Reporter: Akmalal Hamdhi | Editor: Anna Suci Perwitasari
KONTAN.CO.ID – JAKARTA. Mata uang Rupiah dalam jangka pendek masih akan dibayangi ketidakpastian seputar kebijakan Trump. Aturan Devisa Hasil Ekspor (DHE) yang akan berlaku 1 Maret 2025 diharapkan memperkuat fundamental rupiah.
Analis Doo Financial Futures Lukman Leong menilai, rupiah masih dipenuhi ketidakpastian oleh faktor eksternal terutama kebijakan Presiden AS, Donald Trump. Bukan hanya soal tarif, isu mengenai perang Ukraina, Timur Tengah hingga ambisi Trump menguasai Greenland telah menimbulkan gejolak di pasar.
‘’Prospek Rupiah dan mata uang lainnya akan ditentukan bagaimana arah kebijakan Trump dan seberapa agresif untuk mencapai hal yang diinginkannya,’’ kata Lukman kepada Kontan.co.id, Senin (17/2).
Seperti diketahui, Trump berencana akan segera menerapkan tarif yang tertunda pada Meksiko dan Kanada pada 4 Maret 2025. Tak hanya itu, Trump masih membuka peluang untuk penerapan tarif impor bagi negara-negara yang dianggap merugikan AS.
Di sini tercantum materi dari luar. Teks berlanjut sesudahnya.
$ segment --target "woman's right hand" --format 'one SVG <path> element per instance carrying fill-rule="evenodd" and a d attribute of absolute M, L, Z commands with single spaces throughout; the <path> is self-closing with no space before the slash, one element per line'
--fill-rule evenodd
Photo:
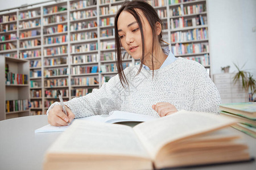
<path fill-rule="evenodd" d="M 61 126 L 68 125 L 68 122 L 71 122 L 75 118 L 75 114 L 71 110 L 65 106 L 67 116 L 62 110 L 60 105 L 55 105 L 49 111 L 48 115 L 48 122 L 52 126 Z"/>

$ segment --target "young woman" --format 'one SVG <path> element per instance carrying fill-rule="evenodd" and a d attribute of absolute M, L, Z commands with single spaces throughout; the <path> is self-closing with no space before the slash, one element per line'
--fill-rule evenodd
<path fill-rule="evenodd" d="M 118 74 L 100 89 L 65 102 L 68 116 L 60 103 L 52 104 L 47 112 L 51 125 L 115 110 L 160 117 L 181 109 L 217 113 L 221 99 L 205 68 L 163 49 L 162 22 L 152 6 L 126 1 L 114 28 Z M 123 70 L 121 47 L 141 65 Z"/>

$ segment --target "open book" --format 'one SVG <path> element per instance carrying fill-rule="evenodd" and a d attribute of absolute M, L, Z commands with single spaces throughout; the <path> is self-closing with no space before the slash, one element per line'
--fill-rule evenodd
<path fill-rule="evenodd" d="M 44 169 L 151 169 L 249 160 L 247 146 L 229 129 L 235 122 L 185 110 L 133 128 L 76 121 L 47 151 Z"/>

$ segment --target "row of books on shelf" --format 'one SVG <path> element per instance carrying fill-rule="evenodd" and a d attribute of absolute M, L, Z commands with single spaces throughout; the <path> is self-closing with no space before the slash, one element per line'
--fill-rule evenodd
<path fill-rule="evenodd" d="M 71 79 L 72 86 L 90 86 L 98 84 L 98 81 L 96 77 L 80 77 Z"/>
<path fill-rule="evenodd" d="M 45 87 L 61 87 L 68 86 L 67 78 L 47 79 L 44 80 Z"/>
<path fill-rule="evenodd" d="M 28 109 L 28 100 L 11 100 L 6 101 L 6 112 L 18 112 Z"/>
<path fill-rule="evenodd" d="M 172 53 L 175 55 L 181 55 L 185 54 L 193 54 L 199 53 L 208 53 L 209 44 L 205 43 L 196 44 L 176 44 L 172 46 Z"/>
<path fill-rule="evenodd" d="M 51 70 L 44 70 L 44 76 L 49 77 L 51 76 L 67 75 L 68 68 L 51 69 Z"/>
<path fill-rule="evenodd" d="M 180 6 L 170 9 L 170 16 L 183 16 L 193 14 L 200 14 L 206 11 L 206 4 L 196 4 L 190 6 Z"/>
<path fill-rule="evenodd" d="M 67 57 L 59 57 L 44 60 L 44 66 L 55 66 L 67 64 Z"/>
<path fill-rule="evenodd" d="M 39 108 L 42 108 L 42 100 L 34 100 L 30 101 L 31 109 Z"/>
<path fill-rule="evenodd" d="M 208 54 L 205 54 L 201 56 L 187 57 L 185 58 L 197 61 L 204 66 L 210 65 L 210 58 Z"/>
<path fill-rule="evenodd" d="M 63 97 L 68 97 L 68 89 L 61 89 L 60 91 Z M 57 90 L 44 90 L 44 97 L 59 99 Z"/>
<path fill-rule="evenodd" d="M 19 58 L 27 58 L 28 57 L 36 57 L 41 56 L 41 50 L 27 50 L 19 53 Z"/>
<path fill-rule="evenodd" d="M 96 10 L 89 10 L 86 11 L 78 11 L 70 14 L 71 21 L 77 20 L 78 19 L 86 19 L 89 17 L 97 16 Z"/>
<path fill-rule="evenodd" d="M 36 36 L 38 35 L 40 35 L 40 32 L 39 32 L 38 30 L 32 30 L 21 33 L 19 35 L 19 37 L 20 39 L 23 39 L 26 37 Z"/>
<path fill-rule="evenodd" d="M 30 90 L 30 97 L 42 97 L 42 90 Z"/>
<path fill-rule="evenodd" d="M 55 43 L 65 42 L 68 41 L 68 36 L 63 35 L 55 37 L 47 37 L 44 39 L 44 44 L 52 44 Z"/>
<path fill-rule="evenodd" d="M 100 15 L 105 15 L 115 14 L 121 7 L 121 5 L 101 7 L 100 8 Z"/>
<path fill-rule="evenodd" d="M 71 10 L 77 10 L 96 4 L 97 1 L 94 0 L 83 0 L 73 2 L 71 4 L 70 7 Z"/>
<path fill-rule="evenodd" d="M 82 29 L 90 28 L 97 27 L 97 21 L 85 21 L 70 24 L 70 31 L 79 31 Z"/>
<path fill-rule="evenodd" d="M 28 84 L 27 74 L 6 73 L 6 84 Z"/>
<path fill-rule="evenodd" d="M 48 17 L 44 17 L 43 19 L 44 26 L 51 23 L 60 23 L 67 21 L 67 16 L 64 15 L 52 15 Z"/>
<path fill-rule="evenodd" d="M 171 19 L 171 28 L 181 28 L 188 27 L 196 27 L 207 24 L 206 16 L 202 16 L 199 15 L 197 17 L 185 18 L 180 17 L 178 19 Z"/>
<path fill-rule="evenodd" d="M 44 35 L 67 31 L 68 31 L 68 26 L 63 24 L 58 24 L 57 26 L 45 28 L 43 30 Z"/>
<path fill-rule="evenodd" d="M 40 10 L 33 10 L 28 11 L 27 12 L 19 12 L 18 18 L 19 19 L 31 18 L 40 16 Z"/>
<path fill-rule="evenodd" d="M 98 37 L 97 31 L 94 32 L 83 32 L 73 33 L 70 36 L 71 41 L 81 41 L 92 39 L 96 39 Z"/>
<path fill-rule="evenodd" d="M 86 52 L 97 50 L 98 50 L 98 42 L 71 46 L 72 53 Z"/>
<path fill-rule="evenodd" d="M 31 60 L 30 61 L 30 67 L 39 67 L 42 66 L 42 62 L 40 60 Z"/>
<path fill-rule="evenodd" d="M 32 40 L 27 40 L 20 42 L 20 48 L 30 48 L 41 45 L 41 41 L 39 39 L 34 39 Z"/>
<path fill-rule="evenodd" d="M 54 56 L 61 54 L 67 54 L 67 46 L 62 45 L 59 47 L 53 47 L 44 49 L 44 56 Z"/>
<path fill-rule="evenodd" d="M 72 57 L 72 63 L 73 64 L 76 64 L 85 63 L 91 62 L 97 62 L 97 54 L 82 56 L 73 56 Z"/>
<path fill-rule="evenodd" d="M 17 37 L 15 33 L 10 33 L 9 35 L 0 35 L 0 41 L 4 42 L 5 41 L 10 40 L 16 40 Z"/>
<path fill-rule="evenodd" d="M 76 66 L 71 69 L 71 75 L 79 75 L 80 74 L 98 73 L 98 66 Z"/>
<path fill-rule="evenodd" d="M 219 109 L 221 116 L 237 120 L 233 128 L 256 138 L 256 102 L 222 104 Z"/>
<path fill-rule="evenodd" d="M 0 23 L 15 21 L 16 20 L 17 20 L 17 16 L 16 15 L 16 14 L 10 14 L 0 16 Z"/>
<path fill-rule="evenodd" d="M 92 88 L 77 88 L 71 90 L 71 96 L 84 96 L 92 92 Z"/>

Baca Juga: Nilai Tukar Rupiah Ditutup Menguat Hari Ini (17/2), Simak Sentimennya
Presiden AS terpilih ini juga memiliki niatan untuk menguasai Greenland, Terusan Panama hingga Kanada. Ambisi Trump untuk menguasai wilayah tersebut yakni bertujuan memperkuat keamanan nasional.
Sementara itu, Lukman memandang bahwa data ekonomi domestik juga belum bagus seperti data neraca perdagangan yang dirilis hari ini, Senin (17/2). Meski kembali surplus US$ 3,45 miliar di bulan Januari 2025, namun impor terpantau jauh lebih kecil dari harapan. Begitu juga dengan ekspor yang lebih rendah dari harapan.
Berdasarkan data Badan Pusat Statistik (BPS), ekspor pada Januari 2025 mencapai US$ 21,45 miliar, turun 8,56% dibandingkan posisi Desember 2024. Sedangkan impor turun lebih dalam mencapai 15,8% menjadi US$ 18 miliar.
Menurut Lukman, rupiah mungkin bisa lebih kuat jika aturan Devisa Hasil Ekspor (DHE) mulai berlaku pada 1 Maret 2025 mendatang. Aturan DHE ditingkatkan menjadi 100% dengan jangka diperpanjang menjadi satu tahun pada gilirannya dapat mendorong cadangan Devisa (DHE) dan berefek positif untuk nilai tukar.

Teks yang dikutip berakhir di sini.